Index: llvm/lib/Bytecode/Reader/ReaderInternals.h
diff -u llvm/lib/Bytecode/Reader/ReaderInternals.h:1.75 llvm/lib/Bytecode/Reader/ReaderInternals.h:1.76
--- llvm/lib/Bytecode/Reader/ReaderInternals.h:1.75	Sat Jan 17 17:25:26 2004
+++ llvm/lib/Bytecode/Reader/ReaderInternals.h	Sun Jan 18 15:08:15 2004
@@ -45,10 +45,7 @@
   BytecodeParser(const BytecodeParser &);  // DO NOT IMPLEMENT
   void operator=(const BytecodeParser &);  // DO NOT IMPLEMENT
 public:
-  BytecodeParser() {
-    // Define this in case we don't see a ModuleGlobalInfo block.
-    FirstDerivedTyID = Type::FirstDerivedTyID;
-  }
+  BytecodeParser() {}
   
   ~BytecodeParser() {
     freeState();
@@ -90,7 +87,6 @@
 
   // Information about the module, extracted from the bytecode revision number.
   unsigned char RevisionNum;        // The rev # itself
-  unsigned char FirstDerivedTyID;   // First variable index to use for type
   bool hasExtendedLinkageSpecs;     // Supports more than 4 linkage types
   bool hasOldStyleVarargs;          // Has old version of varargs intrinsics?
   bool hasVarArgCallPadding;        // Bytecode has extra padding in vararg call
@@ -112,6 +108,10 @@
   ValueTable ModuleValues;
   std::map<std::pair<unsigned,unsigned>, Value*> ForwardReferences;
 
+  /// CompactionTable - If a compaction table is active in the current function,
+  /// this is the mapping that it contains.
+  std::vector<std::vector<Value*> > CompactionTable;
+
   std::vector<BasicBlock*> ParsedBasicBlocks;
 
   // ConstantFwdRefs - This maintains a mapping between <Type, Slot #>'s and
@@ -156,6 +156,54 @@
     }
   }
 
+  /// getGlobalTableType - This is just like getType, but when a compaction
+  /// table is in use, it is ignored.  Also, no forward references or other
+  /// fancy features are supported.
+  const Type *getGlobalTableType(unsigned Slot) {
+    if (Slot < Type::FirstDerivedTyID) {
+      const Type *Ty = Type::getPrimitiveType((Type::PrimitiveID)Slot);
+      assert(Ty && "Not a primitive type ID?");
+      return Ty;
+    }
+    Slot -= Type::FirstDerivedTyID;
+    if (Slot >= ModuleTypeValues.size())

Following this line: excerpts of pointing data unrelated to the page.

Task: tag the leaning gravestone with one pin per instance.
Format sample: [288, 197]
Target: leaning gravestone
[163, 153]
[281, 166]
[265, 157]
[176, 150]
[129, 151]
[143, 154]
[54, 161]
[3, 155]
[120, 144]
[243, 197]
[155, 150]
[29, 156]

+      throw std::string("Illegal compaction table type reference!");
+    return ModuleTypeValues[Slot];
+  }
+
+  unsigned getGlobalTableTypeSlot(const Type *Ty) {
+    if (Ty->isPrimitiveType())
+      return Ty->getPrimitiveID();
+    TypeValuesListTy::iterator I = find(ModuleTypeValues.begin(),
+                                        ModuleTypeValues.end(), Ty);
+    if (I == ModuleTypeValues.end())
+      throw std::string("Didn't find type in ModuleTypeValues.");
+    return Type::FirstDerivedTyID + (&*I - &ModuleTypeValues[0]);
+  }
+
+  /// getGlobalTableValue - This is just like getValue, but when a compaction
+  /// table is in use, it is ignored.  Also, no forward references or other
+  /// fancy features are supported.
+  Value *getGlobalTableValue(const Type *Ty, unsigned SlotNo) {
+    // FIXME: getTypeSlot is inefficient!
+    unsigned TyID = getGlobalTableTypeSlot(Ty);
+    
+    if (TyID != Type::LabelTyID) {
+      if (SlotNo == 0)
+        return Constant::getNullValue(Ty);
+      --SlotNo;
+    }
+
+    if (TyID >= ModuleValues.size() || ModuleValues[TyID] == 0 ||
+        SlotNo >= ModuleValues[TyID]->getNumOperands()) {
+      std::cerr << TyID << ", " << SlotNo << ": " << ModuleValues.size() << ", "
+                << (void*)ModuleValues[TyID] << ", "
+                << ModuleValues[TyID]->getNumOperands() << "\n";
+      throw std::string("Corrupt compaction table entry!");
+    }
+    return ModuleValues[TyID]->getOperand(SlotNo);
+  }
+
 public:
   void ParseModule(const unsigned char * Buf, const unsigned char *End);
   void materializeFunction(Function *F);
@@ -166,6 +214,7 @@
   void ParseSymbolTable(const unsigned char *&Buf, const unsigned char *End,
                         SymbolTable *, Function *CurrentFunction);
   void ParseFunction(const unsigned char *&Buf, const unsigned char *End);
+  void ParseCompactionTable(const unsigned char *&Buf,const unsigned char *End);
   void ParseGlobalTypes(const unsigned char *&Buf, const unsigned char *EndBuf);
 
   BasicBlock *ParseBasicBlock(const unsigned char *&Buf,